The balance of measurement requirements of water production is important. Whilst an accuracy at the wellhead of 0.5% for overall water cut (the % of water in produced fluids) is needed for financial purposes (as the value of oil is much greater than that of water), operators of an oil or gas well need positional information on which reservoir zone is producing water so that mitigating action can be taken, but can trade this off against an accuracy of 5% to 10% water cut from downhole sensors.
So, where to start? To make an informed choice we need to consider the physical constraints and the available technologies.
Just making measurements in this environment presents many challenges requiring a multidisciplinary approach to engineer a good measurement – fluidics, sensor physics and electronics, and mechanical design are all key to allow sufficient sensitivity but also permit a sensor to operate over an extended period (10 years or more for a permanent sensor) in a harsh environment. Sensors must operate under high pressure, high temperature and offer chemical resistance (to H2S for example). Once that challenge is met, we still need to add data analysis and mathematics to extract actionable information from the sensor data. Add to this resilience; failure cannot interfere with production and redundancy will be important for key measurements, requiring rigorous application of reliability engineering.
Wellhead water cut meters are well established and are available from a number of suppliers but don’t provide information about the location of water production, and often represent measurements of co-mingled flows from several wells.
Downhole sensors can offer improved information on the location of a water inflow but introduce additional considerations: size (needing to fit in the confined annular space for example), power and communications requirements, and restrictions of number of and type of cable that can be run downhole and through packers. This is not a significant issue for a single well or lateral, but is much more of a challenge for multi-laterals. Solutions vary from permanent installations to intervention techniques and systems (e.g. wireline conveyed instruments). Ideally, these should offer a measurement of a representative sample of the zone, work for the lifetime of the well, and shouldn’t interfere with production e.g. by intruding into the flow itself.
Sensing and measurement techniques employed can be classified either as direct or indirect measures of water.
Direct measurements involve measuring the material properties of the produced fluid using physical techniques such as optical absorption and other EM or electrical methods (such as conductivity or capacitance). The performance of these can be limited by factors such as optical scattering or distortion of electrical properties due to variations in water salinity.
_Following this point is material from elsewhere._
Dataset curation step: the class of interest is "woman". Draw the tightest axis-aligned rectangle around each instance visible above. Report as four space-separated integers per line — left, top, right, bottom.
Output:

Indirect methods infer the water content and flow from measures such as downhole temperature and pressure, for example analyzing the outputs from downhole gauges or distributed temperature sensing (DTS) which monitor thermal profiles in a well, and comparing thermal models with the results to infer water inflow from deviations from the expected natural geothermal gradient. This technique becomes less effective as wells approach 90° deviation (horizontal), as there is no longer a geothermal gradient along the sensor path and temperature deviations can be smaller than the resolution of the DTS instrument. Emerging technologies employ chemical tracers that are selectively absorbed by water and oil in the flow; their concentrations in the produced fluids are then measured offline in samples taken at the surface. These have the advantages of being passive, without need for downhole power and communications, although their lifetime is finite and the techniques are not currently real-time since offline analysis is required.
In conclusion, we can see that downhole water detection is still an evolving area; there is no ‘one-size fits all’ technique, and in particular, multilateral (horizontal) wells present some new challenges. There are opportunities to develop new technologies such as RF measurements to measure differences in physical properties of hydrocarbons and water to determine the composition of fluid flowing past a non-intrusive sensor. In addition, the use of analytical techniques to fuse results from emerging and existing measurements offers the potential to address these important challenges and enable operators to take well-informed and early action to mitigate excess water production.